What Should Families Ask When Visiting Majestic Care Of Battle Creek?

Based on this facility's data, families visiting should ask: "How do you ensure continuity of care given staff turnover, and what is your staff retention strategy?" "Can you walk me through typical staffing levels on day, evening, and night shifts?" "Can I visit during a mealtime to observe dining assistance and food quality?" "How do you handle medical emergencies, and what is your hospital transfer rate?" These questions are particularly relevant given the facility's high staff turnover rate and the below-average staffing rating.

Is Majestic Care Of Battle Creek Safe?

Based on CMS inspection data, Majestic Care of Battle Creek has a clean safety record: no substantiated abuse findings (meaning no confirmed cases of resident harm), no Immediate Jeopardy citations (the most serious violation level indicating risk of serious injury or death), and is not on the Special Focus Facility watch list (a federal program monitoring the lowest-performing 1% of nursing homes). The facility has a 2-star overall rating and ranks #100 of 100 nursing homes in Michigan. While no facility is perfect, families should still ask about staff-to-resident ratios and recent inspection results during their visit.

Do Nurses at Majestic Care Of Battle Creek Stick Around?

Staff turnover at Majestic Care of Battle Creek is high. At 56%, the facility is 10 percentage points above the Michigan average of 46%. Registered Nurse turnover is particularly concerning at 60%. RNs handle complex medical decisions and coordinate care — frequent RN changes can directly impact care quality. High turnover means new staff may not know residents' individual needs, medications, or preferences. It can also be disorienting for residents, especially those with dementia who rely on familiar faces. Families should ask: What is causing the turnover? What retention programs are in place? How do you ensure care continuity during staff transitions?

Was Majestic Care Of Battle Creek Ever Fined?

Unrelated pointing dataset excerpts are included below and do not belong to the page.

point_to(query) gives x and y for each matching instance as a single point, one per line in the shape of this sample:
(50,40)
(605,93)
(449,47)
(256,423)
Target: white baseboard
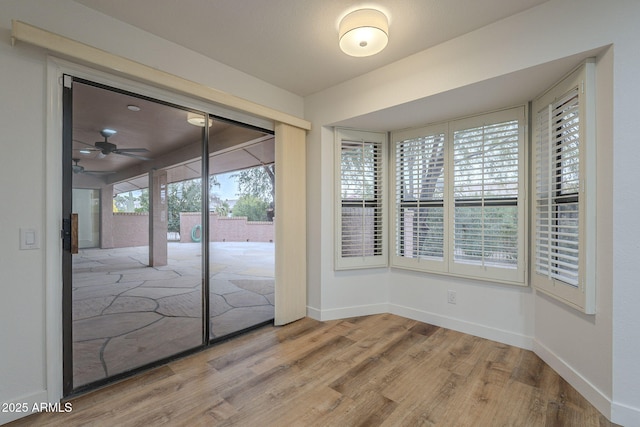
(590,392)
(15,408)
(625,415)
(346,312)
(494,334)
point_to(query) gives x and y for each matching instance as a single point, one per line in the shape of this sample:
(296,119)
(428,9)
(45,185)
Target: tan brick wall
(236,229)
(130,229)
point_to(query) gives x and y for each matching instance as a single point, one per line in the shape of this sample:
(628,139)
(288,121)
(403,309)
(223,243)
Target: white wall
(597,354)
(25,160)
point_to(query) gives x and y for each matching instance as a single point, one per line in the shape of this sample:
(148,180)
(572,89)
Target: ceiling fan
(105,147)
(80,169)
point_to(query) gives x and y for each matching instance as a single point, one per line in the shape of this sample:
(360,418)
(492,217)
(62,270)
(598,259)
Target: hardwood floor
(380,370)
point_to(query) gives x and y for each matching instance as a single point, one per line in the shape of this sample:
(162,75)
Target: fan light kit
(364,32)
(197,119)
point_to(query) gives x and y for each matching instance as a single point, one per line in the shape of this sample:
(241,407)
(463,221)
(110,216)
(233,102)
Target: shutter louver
(361,211)
(486,195)
(557,233)
(420,197)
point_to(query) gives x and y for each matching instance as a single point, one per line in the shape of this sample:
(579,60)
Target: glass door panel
(136,293)
(241,228)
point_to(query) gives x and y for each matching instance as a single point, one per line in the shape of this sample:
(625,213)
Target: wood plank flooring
(380,370)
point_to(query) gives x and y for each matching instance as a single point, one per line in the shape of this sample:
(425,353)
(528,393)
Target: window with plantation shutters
(564,149)
(459,197)
(557,189)
(360,216)
(486,189)
(419,198)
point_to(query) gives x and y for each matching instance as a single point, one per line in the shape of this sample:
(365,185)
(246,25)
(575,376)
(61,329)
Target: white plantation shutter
(486,184)
(459,197)
(360,216)
(557,232)
(419,198)
(564,206)
(488,196)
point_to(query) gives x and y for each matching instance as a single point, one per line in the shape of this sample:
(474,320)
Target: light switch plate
(29,239)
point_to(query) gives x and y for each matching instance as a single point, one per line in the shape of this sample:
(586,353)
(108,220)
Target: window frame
(581,296)
(448,265)
(380,258)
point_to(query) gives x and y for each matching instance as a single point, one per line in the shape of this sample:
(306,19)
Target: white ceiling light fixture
(364,32)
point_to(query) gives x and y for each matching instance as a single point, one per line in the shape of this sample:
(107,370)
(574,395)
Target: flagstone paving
(126,314)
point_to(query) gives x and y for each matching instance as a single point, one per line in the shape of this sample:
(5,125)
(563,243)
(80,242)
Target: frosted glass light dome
(364,32)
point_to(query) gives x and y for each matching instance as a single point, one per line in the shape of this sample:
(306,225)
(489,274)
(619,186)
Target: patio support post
(158,218)
(291,225)
(106,217)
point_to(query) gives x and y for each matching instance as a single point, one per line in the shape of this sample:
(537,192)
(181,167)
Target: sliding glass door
(146,279)
(241,228)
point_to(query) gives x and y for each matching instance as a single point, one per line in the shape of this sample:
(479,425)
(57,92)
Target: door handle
(69,233)
(74,233)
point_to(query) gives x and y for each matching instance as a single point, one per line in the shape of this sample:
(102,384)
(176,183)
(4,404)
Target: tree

Majestic Care of Battle Creek has been fined $76,538 across 1 penalty action. This is above the Michigan average of $33,844. Fines in this range indicate compliance issues significant enough for CMS to impose meaningful financial consequences. Common causes include delayed correction of deficiencies, repeat violations, or care failures affecting resident safety. Families should ask facility leadership what changes have been made since these penalties.

Is Majestic Care Of Battle Creek on Any Federal Watch List?

Majestic Care of Battle Creek is not on any federal watch list. The most significant is the Special Focus Facility (SFF) program, which identifies the bottom 1% of nursing homes nationally based on persistent, serious quality problems. Not being on this list means the facility has avoided the pattern of deficiencies that triggers enhanced federal oversight. This is a positive indicator, though families should still review the facility's inspection history directly.